The ECB basically failed to confirm these expectations last Thursday when it raised interest rates by half a percentage point, as announced since February, in order to bring inflation down to its target of 2%. However, she carefully avoided hinting at further rate hikes in the future, as in her previous announcements, and stressed the need to base decisions at each meeting on the then available data on the trajectory of the CPI and structural inflation.
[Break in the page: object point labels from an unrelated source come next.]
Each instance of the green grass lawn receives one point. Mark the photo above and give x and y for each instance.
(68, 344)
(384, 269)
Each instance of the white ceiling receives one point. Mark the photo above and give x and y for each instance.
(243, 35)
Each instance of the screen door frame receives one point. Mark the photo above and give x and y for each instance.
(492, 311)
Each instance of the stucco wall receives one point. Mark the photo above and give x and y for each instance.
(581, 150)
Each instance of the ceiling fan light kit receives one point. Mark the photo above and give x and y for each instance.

After Thursday’s hikes, the deposit rate is 3% and the refinancing rate is 3.5%.

What Christine Lagarde Said About Interest Rates

ECB President Christine Lagarde said the current outlook for the future interest rate path could not be given, citing additional uncertainty about the inflation outlook due to market turmoil.

The ECB’s new forecasts for euro-zone inflation, prepared ahead of last week’s events, show a faster deceleration than last December’s forecasts due to the sharp drop in energy prices. Specifically, annual average inflation is expected to be 5.3% this year, 2.9% in 2024 and 2.1% in 2025, which is also the medium-term reference horizon for central bank decisions. In December, inflation was expected to be 6.3% this year, 3.4% in 2024 and 2.3% in 2025.

The downward revision of the inflation forecasts probably points to a reduced need for monetary policy adjustments. Lagarde said that based on these forecasts, if they are to be reviewed in the face of the recent turmoil, “more ground” would need to be covered, implying that further rate hikes would be required, while previous interviews suggested “a lot of ground” had been covered had to become.

On Wednesday, the Fed’s decisions

So the question is whether the turmoil will actually lead to a significant change in inflation forecasts, which in turn would change interest rate policy. For example, if there were a significant fall in stock markets and a climate of additional uncertainty, this could lead to a fall in demand that would make it easier to reduce inflation. However, this is still too early to tell as the crisis is very fresh and no one can know if and to what extent it will escalate or if they “wipe out” following the interventions by the Fed and the Swiss central bank to provide liquidity ” becomes.

Next Wednesday, the Fed will also announce its interest rate decisions, which are also awaited with great interest. Before the SVB default, investors expected the Fed to raise interest rates by 50 basis points (half a percentage point) to fight inflation, but since then the hike is expected to be capped at 25 basis points. The Fed rate today is between 4.5% and 4.75%.